Editorial

No meio da cidade, os trilhos

02 de Dezembro de 2019 - 08h33 0 comentário(s) Corrigir A + A -

Em março deste ano, a equipe responsável por elaborar o Plano de Mobilidade Urbana de Pelotas se reuniu com representantes da empresa Rumo Logística, que assumiu os contratos da América Latina Logística (ALL) e ficou responsável por operar a ferrovia que corta a cidade. Na pauta, soluções à passagem diária de trens pelo Simões Lopes e para diminuir os transtornos causados principalmente aos moradores e motoristas.

O cenário é o mesmo toda semana: o trem chega, o trânsito para e o bairro fica isolado pela falta de passagem durante vários minutos, atrasando compromissos de quem precisa chegar a outras áreas.

O ideal a Pelotas seria a retirada dos trilhos da área urbana, proposta discutida há anos. Trata-se de um projeto milionário, que requer estudos e grande investimento. Pode ser feito, mas difícil de ser vislumbrado a médio prazo. Deve-se considerar ainda que o modal é o principal corredor de exportações do Rio Grande do Sul.
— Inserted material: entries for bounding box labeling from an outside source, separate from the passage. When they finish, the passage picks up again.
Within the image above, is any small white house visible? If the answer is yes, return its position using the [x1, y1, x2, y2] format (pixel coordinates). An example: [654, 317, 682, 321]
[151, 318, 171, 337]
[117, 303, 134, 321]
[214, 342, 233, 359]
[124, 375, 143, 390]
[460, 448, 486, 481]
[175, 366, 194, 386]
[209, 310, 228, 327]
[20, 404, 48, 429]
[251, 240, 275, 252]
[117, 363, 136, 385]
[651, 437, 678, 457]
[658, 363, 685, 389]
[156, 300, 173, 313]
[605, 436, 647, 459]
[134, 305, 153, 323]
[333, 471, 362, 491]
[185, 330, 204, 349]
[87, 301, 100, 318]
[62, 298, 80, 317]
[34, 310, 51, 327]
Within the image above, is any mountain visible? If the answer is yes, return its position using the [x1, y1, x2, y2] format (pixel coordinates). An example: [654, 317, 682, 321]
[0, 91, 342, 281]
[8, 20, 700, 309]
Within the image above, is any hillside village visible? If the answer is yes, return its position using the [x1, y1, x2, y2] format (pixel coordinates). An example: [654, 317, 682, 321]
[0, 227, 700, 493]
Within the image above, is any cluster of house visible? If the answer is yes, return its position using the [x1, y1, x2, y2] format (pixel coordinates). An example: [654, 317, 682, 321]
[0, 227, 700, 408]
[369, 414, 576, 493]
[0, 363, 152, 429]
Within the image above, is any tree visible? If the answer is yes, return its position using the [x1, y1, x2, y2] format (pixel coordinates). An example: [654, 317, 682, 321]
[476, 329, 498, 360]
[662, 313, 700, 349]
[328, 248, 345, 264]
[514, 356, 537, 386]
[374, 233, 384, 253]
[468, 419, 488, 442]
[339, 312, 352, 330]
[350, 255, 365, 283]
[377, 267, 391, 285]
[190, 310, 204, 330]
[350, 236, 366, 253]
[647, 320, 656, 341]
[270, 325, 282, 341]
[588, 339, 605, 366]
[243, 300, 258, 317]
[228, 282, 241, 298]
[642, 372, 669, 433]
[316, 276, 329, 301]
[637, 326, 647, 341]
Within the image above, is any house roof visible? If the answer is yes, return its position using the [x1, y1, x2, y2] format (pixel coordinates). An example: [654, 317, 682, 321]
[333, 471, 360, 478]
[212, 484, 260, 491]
O último encontro da prefeitura com a Rumo ocorreu em setembro, quando a prefeita Paula Mascarenhas (PSDB) recebeu os representantes da empresa, ao lado do secretário de Desenvolvimento, Turismo e Inovação, Gilmar Bazanella, e o diretor-executivo da Secretaria de Transporte e Trânsito, Luiz van der Laan. A conversa girou novamente em torno do assunto: alternativas para diminuir os transtornos à população do Simões Lopes e reduzir o tempo de espera das pessoas.

O trem tem papel importante à economia regional e estadual. Cumpre seu papel que tantos reivindicam, de mais investimento nos trilhos e menos no transporte rodoviário. No caso de Pelotas, cresceu paralelamente à ferrovia.

Mas aquilo que, décadas atrás, parecia ser harmonioso e até charmoso, hoje não é mais. As alternativas são complexas e caras, mas definitivamente algo precisa ser feito.